Also known as a trojan horse program, this is a deceptive program that performs additional actions without the user's knowledge or permission. It does not replicate.
Once detected, the F-Secure security product will automatically disinfect the suspect file by either deleting it or renaming it.
Trojan:W32/Autoit.BN is a trojan that copies itself to USB memory sticks, deletes anti-virus software, and changes system settings.
When executed, AutoIt.BN copies itself to the following location on the hard drive:
Note: %Windir% represents the default Windows folder.
AutoIt.BN also copies itself to removable drives as a file called system.exe.
Additionally it also makes another copy of itself to removable drives with which it tries to impersonate a pre-existing folder. The trojan alphabetically searches the root folder of removable drives for the first entry that has no file extension. It then copies itself to the same root folder using the name of the folder it discovers and uses a file extension of EXE.
The folder the trojan impersonates will be set as a hidden file. This masquerade is improved by changing the registry in such a way that known file extensions are hidden so that the EXE extension is not visible. Hidden files are not visible in Explorer even if the system user adjusts the folder options to show hidden files.
The trojan does not necessarily "replace" a folder, as files do not always have an extension. The fact the trojan's icon resembles a folder implies that the intent of the author was to replace folders.
Once run, Trojan:W32/AutoIt.BN checks the currently running processes for the following programs:
- Microsoft Management Console (mmc.exe)
- Microsoft Restore Console (rstrui.exe)
- Registry Editor (regedit.exe)
- System Configuration utility (msconfig.exe)
- Task Manager (taskmgr.exe)
If any of the programs are running the trojan restarts the computer.
The following processes will be terminated by the trojan:
Interestingly, handydriver.exe, kerneldrive.exe, and winsystem.exe are often used by other malicious programs. Trojan:W32/AutoIt.BN also deletes the autorun.inf file from fixed drives so it is possible the trojan is attempting to dominate other autorun malware.
The following registry entries are set:
- HKCU\Software\Microsoft\Windows\CurrentVersion\Explorer\Advanced SuperHidden = 00000000
- HKCU\Software\Microsoft\Windows\CurrentVersion\Explorer\Advanced ShowSuperHidden = 00000000
- HKCU\Software\Microsoft\Windows\CurrentVersion\Explorer\Advanced HideFileExt = 00000001
- HKCU\Software\Microsoft\Windows\CurrentVersion\Explorer\Advanced Hidden = 00000002
- HKCU\Software\Microsoft\Windows\CurrentVersion\Policies\Explorer NoFind = 00000001
- HKCU\Software\Microsoft\Windows\CurrentVersion\Policies\Explorer NoFolderOptions = 00000001
- HKCU\Software\Microsoft\Windows\CurrentVersion\Policies\system DisableTaskMgr = 00000001
- HKCU\Software\Microsoft\Windows\CurrentVersion\Policies\system DisableRegistryTools = 00000001
- HKLM\SOFTWARE\Microsoft\Windows NT\CurrentVersion\Winlogon Userinit = C:\WINDOWS\system32\userinit.exe,C:\WINDOWS\system32\Microsoft\Msmsgs.exe
The purpose of the registry modifications is to make detecting and removing the trojan more difficult. The last entry in the list executes the trojan at startup so it gets run when the infected computer is booted.

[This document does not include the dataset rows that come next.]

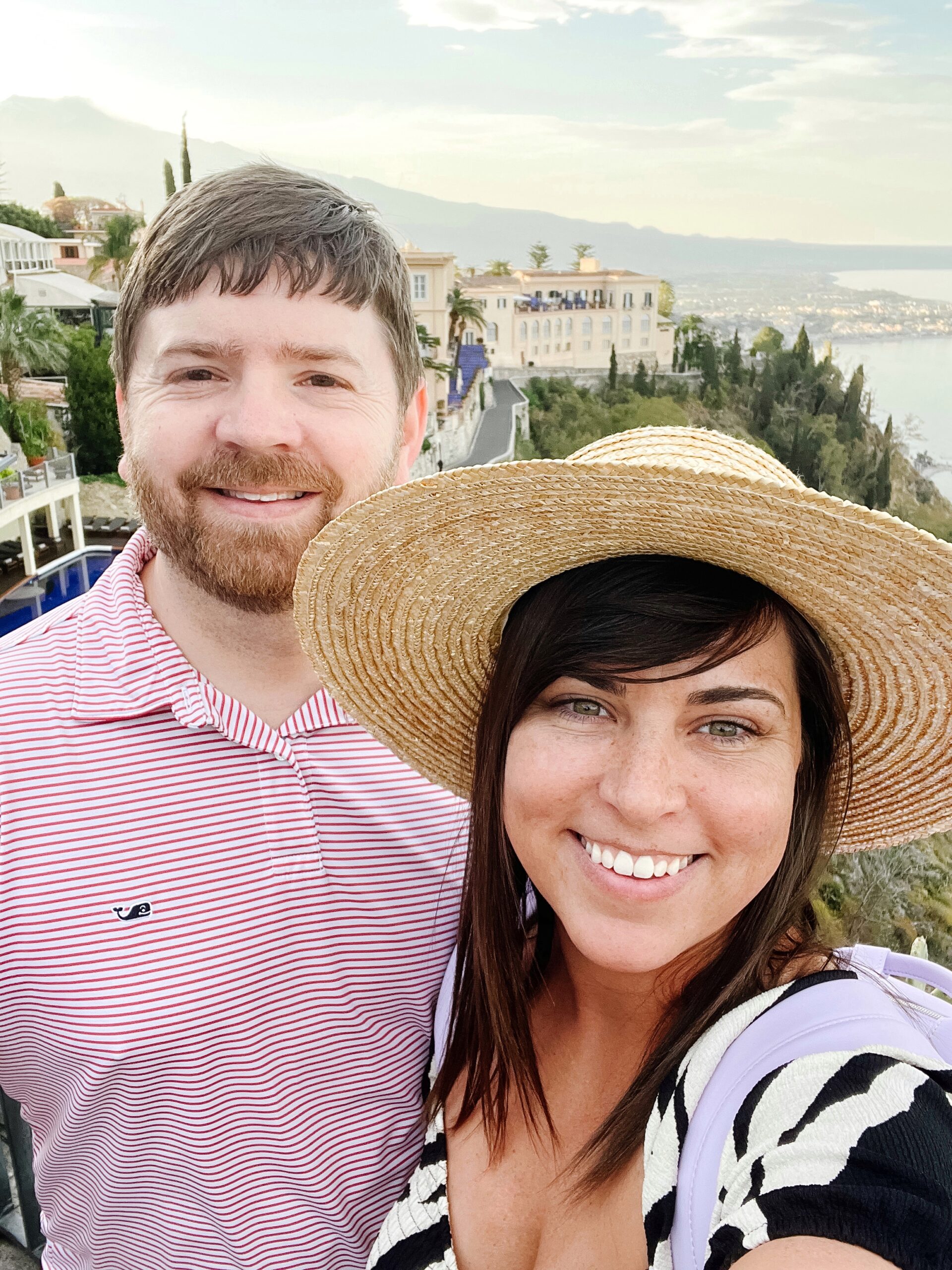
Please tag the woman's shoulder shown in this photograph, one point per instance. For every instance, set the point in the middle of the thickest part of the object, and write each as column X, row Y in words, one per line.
column 416, row 1235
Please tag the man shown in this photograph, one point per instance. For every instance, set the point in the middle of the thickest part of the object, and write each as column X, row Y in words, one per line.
column 225, row 910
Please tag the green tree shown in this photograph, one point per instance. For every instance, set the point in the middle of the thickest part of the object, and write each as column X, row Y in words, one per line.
column 117, row 248
column 884, row 469
column 803, row 351
column 581, row 251
column 734, row 360
column 464, row 312
column 26, row 219
column 769, row 341
column 30, row 341
column 91, row 395
column 186, row 160
column 640, row 384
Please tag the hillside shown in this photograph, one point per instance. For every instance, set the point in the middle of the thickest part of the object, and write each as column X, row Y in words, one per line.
column 92, row 153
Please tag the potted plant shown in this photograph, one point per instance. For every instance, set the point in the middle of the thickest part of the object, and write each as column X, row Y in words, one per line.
column 31, row 429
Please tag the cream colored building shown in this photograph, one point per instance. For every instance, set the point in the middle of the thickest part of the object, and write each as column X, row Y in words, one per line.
column 567, row 319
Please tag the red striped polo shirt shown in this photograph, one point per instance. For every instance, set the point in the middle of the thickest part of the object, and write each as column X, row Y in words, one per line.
column 220, row 949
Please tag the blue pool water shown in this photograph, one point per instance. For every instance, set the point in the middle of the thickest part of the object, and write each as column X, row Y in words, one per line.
column 53, row 587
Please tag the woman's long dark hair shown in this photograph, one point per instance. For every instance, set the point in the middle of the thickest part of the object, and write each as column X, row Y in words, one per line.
column 599, row 623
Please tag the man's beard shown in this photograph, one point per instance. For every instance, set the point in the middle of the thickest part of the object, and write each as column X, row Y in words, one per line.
column 249, row 566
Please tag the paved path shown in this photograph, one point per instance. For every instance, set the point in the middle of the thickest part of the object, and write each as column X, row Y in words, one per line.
column 492, row 441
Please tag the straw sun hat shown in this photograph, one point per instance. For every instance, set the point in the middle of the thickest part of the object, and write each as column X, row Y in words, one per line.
column 400, row 601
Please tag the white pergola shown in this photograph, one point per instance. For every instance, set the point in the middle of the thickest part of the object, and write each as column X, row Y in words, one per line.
column 49, row 488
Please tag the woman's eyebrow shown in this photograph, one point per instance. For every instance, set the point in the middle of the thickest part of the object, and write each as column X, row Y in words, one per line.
column 729, row 693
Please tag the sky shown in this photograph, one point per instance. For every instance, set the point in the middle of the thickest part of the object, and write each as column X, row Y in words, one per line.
column 809, row 120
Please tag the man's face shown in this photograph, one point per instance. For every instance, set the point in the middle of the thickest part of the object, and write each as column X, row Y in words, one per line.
column 249, row 422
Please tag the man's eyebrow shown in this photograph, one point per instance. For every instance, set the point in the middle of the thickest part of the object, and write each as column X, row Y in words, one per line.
column 210, row 350
column 731, row 693
column 316, row 353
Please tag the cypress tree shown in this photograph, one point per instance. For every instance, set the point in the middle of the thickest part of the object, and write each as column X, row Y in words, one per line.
column 733, row 360
column 803, row 351
column 186, row 160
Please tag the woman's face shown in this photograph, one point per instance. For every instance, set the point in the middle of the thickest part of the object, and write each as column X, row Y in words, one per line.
column 651, row 815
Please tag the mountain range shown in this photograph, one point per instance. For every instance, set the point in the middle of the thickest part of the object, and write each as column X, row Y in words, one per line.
column 92, row 153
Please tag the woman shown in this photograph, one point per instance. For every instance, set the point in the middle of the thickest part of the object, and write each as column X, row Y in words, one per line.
column 659, row 752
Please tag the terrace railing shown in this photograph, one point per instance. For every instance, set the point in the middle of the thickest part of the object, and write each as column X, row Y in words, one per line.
column 45, row 475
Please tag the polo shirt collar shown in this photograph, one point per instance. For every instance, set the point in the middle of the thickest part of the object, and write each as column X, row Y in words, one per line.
column 127, row 666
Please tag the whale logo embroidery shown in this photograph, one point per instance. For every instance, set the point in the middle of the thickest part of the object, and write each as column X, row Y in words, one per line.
column 135, row 911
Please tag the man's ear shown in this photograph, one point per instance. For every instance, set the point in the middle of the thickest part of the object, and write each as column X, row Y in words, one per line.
column 414, row 432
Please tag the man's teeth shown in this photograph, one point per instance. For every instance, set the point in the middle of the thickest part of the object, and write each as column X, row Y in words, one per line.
column 636, row 867
column 264, row 498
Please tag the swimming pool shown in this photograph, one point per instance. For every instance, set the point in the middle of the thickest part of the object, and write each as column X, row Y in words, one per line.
column 53, row 586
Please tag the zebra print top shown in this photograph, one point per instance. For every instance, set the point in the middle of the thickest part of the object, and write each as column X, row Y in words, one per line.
column 855, row 1147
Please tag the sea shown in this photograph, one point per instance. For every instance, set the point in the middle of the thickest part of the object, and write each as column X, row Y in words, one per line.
column 910, row 378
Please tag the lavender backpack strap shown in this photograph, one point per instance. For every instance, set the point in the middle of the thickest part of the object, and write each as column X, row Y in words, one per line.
column 826, row 1017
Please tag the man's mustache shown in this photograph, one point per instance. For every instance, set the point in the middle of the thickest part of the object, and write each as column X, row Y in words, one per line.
column 241, row 470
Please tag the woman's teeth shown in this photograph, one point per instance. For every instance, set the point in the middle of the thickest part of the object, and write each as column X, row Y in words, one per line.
column 635, row 867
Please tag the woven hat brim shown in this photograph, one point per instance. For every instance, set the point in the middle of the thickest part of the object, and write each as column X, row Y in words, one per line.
column 400, row 601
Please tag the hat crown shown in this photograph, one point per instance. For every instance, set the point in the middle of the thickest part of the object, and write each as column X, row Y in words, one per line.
column 694, row 450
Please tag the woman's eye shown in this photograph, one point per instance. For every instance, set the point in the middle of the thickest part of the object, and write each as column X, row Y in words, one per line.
column 726, row 729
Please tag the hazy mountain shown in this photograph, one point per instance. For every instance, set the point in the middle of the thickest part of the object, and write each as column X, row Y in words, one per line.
column 92, row 153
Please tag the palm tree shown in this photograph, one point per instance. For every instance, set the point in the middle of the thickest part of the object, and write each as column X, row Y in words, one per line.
column 30, row 341
column 117, row 248
column 463, row 312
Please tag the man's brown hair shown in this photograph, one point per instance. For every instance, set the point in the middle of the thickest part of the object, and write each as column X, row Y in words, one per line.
column 243, row 223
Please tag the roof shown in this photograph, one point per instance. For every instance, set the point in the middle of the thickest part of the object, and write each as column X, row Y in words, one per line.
column 14, row 232
column 54, row 289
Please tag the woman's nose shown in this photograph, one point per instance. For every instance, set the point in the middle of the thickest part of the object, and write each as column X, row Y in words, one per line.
column 645, row 781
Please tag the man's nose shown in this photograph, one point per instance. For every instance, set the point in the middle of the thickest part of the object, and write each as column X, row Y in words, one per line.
column 645, row 781
column 259, row 414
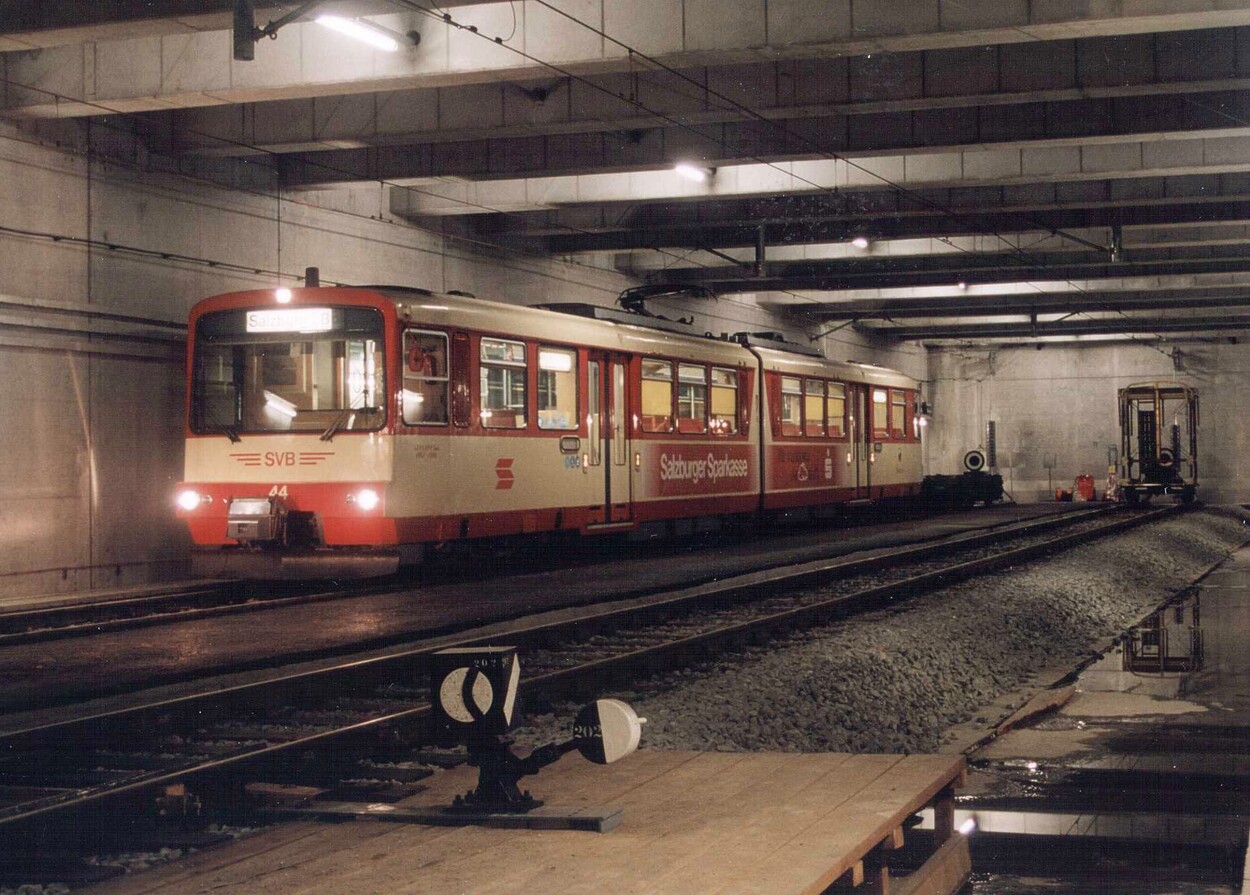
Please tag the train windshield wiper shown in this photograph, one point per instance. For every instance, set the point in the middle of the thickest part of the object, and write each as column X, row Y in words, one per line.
column 336, row 424
column 225, row 429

The following registry entries are deleted:
- HKEY_CURRENT_USER\Software\Microsoft\Internet Explorer\Main Window title
- HKEY_LOCAL_MACHINE\SYSTEM\ControlSet001\Services\nod32drv ImagePath
- HKEY_LOCAL_MACHINE\SYSTEM\ControlSet001\Services\NOD32krn ImagePath
The following files are deleted:
- %C:\%Program Files\ESET\nod32.exe
- %C:\%Program Files\ESET\nod32kui.exe
- %C:\%Program Files\ESET\nod32krn.exe
By deleting the three files and removing two of its registry keys the trojan tries to render NOD32 antivirus program inoperable. Trojan:W32/AutoIt.BN remains memory resident once executed and repeats all operations every 40 seconds, making manual disinfection very difficult while the trojan is running.